Wednesday 17 March 2021

Review: Rebels and Runaways (Eden Academy Series Book 1) by Grace McGinty

Rebels and Runaways Rebels and Runaways by Grace McGinty
My rating: 5 of 5 stars

Joining Together All The Strands

If you’ve read all of Grace McGinty’s books, you’ll absolutely LOVE this book. If you haven’t read them, go and do it now, you won’t regret it. However, you can probably get away with not reading the previous books because this book is about the next generation of supernaturals.

Set at Eden Academy, which was established to protect and nurture supernaturals and provide a refuge for those that needed it, the new academic year is starting for those that have graduated the high school portion of their education and who are in need of a further four years of supernatural specific education.

Starting the new term are the three adopted children of Raine, from Pleasantly Undead in Dark River, and her mates. The three wolf shifters were brought to Raine when they were five years old, when Lucius took them from a slave auction. The darkness that lives inside of Carmen was bred during that time at the auction house. She is in a constant battle to fight and to let blood because of her anger. She is a beta wolf who’s siblings are an alpha and an omega, which she sometimes resents but she still loves them completely.

This story is principally about Carmen and the men she falls for. Like her adoptive mother, Carmen seems to need multiple mates to keep up with her. Though the story is about Carmen and her mates we are also introduced to lots of other young shifters at the academy, which I’m sure will be covered in future books.

One of the things I really enjoyed about this book is that it isn’t really an academy book. There is very little about lessons or students interacting (though there is some with some of the usual jealousy etc, but there isn’t much of it). This is just a setting for the story, Carmen and her siblings are actually just day students because they live so close by.

As usual, this author manages to blend the good and evil beings together to show that even if you are labelled ‘evil’ it doesn’t mean you aren’t capable of great acts of love and friendship. There is violence and death in this book but it pales in comparison with the love of mates, family and friends that binds all the characters together.
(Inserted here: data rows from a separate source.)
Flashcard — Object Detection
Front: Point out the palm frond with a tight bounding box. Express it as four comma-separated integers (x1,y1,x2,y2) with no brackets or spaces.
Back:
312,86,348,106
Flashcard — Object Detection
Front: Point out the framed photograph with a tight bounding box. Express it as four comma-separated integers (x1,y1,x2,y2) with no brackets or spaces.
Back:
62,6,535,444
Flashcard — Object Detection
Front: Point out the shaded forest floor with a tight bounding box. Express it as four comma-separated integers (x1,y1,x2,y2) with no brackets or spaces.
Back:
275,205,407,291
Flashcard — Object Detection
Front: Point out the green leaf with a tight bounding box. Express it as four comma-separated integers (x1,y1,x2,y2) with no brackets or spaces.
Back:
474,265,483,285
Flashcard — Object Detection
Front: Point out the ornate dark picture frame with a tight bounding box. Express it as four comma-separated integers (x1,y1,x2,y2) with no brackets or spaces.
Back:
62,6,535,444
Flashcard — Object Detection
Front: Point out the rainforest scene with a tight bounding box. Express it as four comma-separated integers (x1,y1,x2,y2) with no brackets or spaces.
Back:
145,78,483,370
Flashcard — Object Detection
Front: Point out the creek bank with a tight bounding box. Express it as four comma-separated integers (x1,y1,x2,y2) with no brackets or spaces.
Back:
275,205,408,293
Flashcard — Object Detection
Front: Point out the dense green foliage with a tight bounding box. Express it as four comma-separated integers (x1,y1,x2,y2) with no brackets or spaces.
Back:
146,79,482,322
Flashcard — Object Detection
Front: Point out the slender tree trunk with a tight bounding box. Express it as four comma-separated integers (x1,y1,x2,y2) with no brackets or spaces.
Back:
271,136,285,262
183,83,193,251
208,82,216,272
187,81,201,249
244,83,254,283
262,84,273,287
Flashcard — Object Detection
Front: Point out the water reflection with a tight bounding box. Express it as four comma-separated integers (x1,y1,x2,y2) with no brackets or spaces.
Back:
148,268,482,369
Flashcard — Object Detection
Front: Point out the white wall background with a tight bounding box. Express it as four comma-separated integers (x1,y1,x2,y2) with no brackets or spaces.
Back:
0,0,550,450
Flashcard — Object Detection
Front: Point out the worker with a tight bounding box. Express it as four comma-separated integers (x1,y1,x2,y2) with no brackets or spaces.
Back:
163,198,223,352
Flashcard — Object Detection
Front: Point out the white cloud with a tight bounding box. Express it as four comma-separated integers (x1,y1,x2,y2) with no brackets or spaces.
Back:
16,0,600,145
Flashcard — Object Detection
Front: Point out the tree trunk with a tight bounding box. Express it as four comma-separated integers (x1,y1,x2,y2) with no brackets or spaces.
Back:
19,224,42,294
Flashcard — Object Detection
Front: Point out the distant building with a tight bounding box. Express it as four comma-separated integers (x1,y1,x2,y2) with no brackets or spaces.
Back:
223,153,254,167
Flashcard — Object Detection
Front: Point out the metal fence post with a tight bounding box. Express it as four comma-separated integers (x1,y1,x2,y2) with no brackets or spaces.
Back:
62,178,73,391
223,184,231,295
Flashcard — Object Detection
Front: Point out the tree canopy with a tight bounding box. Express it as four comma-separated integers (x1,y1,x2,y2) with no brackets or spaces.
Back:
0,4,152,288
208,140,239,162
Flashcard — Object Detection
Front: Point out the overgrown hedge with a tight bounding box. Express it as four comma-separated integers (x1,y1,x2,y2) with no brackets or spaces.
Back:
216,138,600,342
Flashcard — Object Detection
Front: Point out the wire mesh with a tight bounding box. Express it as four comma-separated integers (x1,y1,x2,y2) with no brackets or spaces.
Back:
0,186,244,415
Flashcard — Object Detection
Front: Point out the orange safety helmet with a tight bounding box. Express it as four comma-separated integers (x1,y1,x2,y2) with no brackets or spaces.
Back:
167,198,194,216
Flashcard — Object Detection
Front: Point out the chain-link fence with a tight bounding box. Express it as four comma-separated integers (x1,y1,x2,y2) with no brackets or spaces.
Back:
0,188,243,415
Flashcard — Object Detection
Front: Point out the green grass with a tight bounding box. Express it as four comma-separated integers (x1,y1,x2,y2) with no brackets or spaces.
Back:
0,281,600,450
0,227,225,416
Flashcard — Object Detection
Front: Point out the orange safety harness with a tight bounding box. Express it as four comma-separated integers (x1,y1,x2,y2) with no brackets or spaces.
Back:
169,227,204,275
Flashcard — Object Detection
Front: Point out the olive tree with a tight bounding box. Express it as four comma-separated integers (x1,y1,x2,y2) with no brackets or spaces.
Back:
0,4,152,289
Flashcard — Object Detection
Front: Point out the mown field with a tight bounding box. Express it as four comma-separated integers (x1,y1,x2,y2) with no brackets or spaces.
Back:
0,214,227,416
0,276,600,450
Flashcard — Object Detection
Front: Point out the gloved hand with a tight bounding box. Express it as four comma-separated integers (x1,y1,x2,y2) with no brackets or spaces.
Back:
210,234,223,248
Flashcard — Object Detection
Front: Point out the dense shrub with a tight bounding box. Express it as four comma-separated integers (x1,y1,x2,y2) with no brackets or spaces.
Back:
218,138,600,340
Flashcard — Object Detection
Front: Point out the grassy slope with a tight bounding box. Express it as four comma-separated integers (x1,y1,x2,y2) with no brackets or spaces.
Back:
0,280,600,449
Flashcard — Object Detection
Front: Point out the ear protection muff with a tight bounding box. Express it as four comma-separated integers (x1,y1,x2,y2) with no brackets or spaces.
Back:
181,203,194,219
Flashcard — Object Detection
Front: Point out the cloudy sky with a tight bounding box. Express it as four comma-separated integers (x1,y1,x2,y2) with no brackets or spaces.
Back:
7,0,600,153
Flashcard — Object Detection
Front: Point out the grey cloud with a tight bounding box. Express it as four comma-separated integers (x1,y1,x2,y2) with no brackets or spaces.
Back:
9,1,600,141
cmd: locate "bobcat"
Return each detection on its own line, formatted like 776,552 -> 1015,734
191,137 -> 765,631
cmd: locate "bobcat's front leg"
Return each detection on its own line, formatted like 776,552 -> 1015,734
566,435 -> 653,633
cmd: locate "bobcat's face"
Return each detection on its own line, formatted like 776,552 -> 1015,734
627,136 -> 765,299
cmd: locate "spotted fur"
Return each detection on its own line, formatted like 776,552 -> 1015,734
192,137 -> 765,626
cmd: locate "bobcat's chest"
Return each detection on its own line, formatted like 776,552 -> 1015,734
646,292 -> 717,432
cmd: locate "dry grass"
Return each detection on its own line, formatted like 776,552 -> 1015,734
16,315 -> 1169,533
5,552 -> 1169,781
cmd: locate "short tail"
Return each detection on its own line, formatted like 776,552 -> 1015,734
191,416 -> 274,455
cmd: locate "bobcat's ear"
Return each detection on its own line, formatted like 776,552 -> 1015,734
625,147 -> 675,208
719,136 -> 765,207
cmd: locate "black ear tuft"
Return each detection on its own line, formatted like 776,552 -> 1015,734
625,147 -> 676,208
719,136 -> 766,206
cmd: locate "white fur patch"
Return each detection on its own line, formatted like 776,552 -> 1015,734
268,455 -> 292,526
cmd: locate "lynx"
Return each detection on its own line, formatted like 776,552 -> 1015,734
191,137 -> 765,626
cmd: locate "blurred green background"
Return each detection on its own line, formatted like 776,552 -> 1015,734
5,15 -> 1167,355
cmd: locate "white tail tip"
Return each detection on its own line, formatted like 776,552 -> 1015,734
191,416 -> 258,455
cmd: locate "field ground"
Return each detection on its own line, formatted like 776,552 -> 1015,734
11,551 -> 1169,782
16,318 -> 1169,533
There is some really creative plot construction in this story and I love all the characters so much, especially the weird ones such as Flint the half ifrit and Monster the wendigo. There is humour, sadness, pain, violence and sex scenes in this book, sometimes two or more at once!

I know I’ll read this book again because there is so much in it to enjoy that I’ll get more from it the second time around. I’m also really looking forward to the next book in the series as there is a cliffhanger to lure us on into reading about the next group of young people at the academy.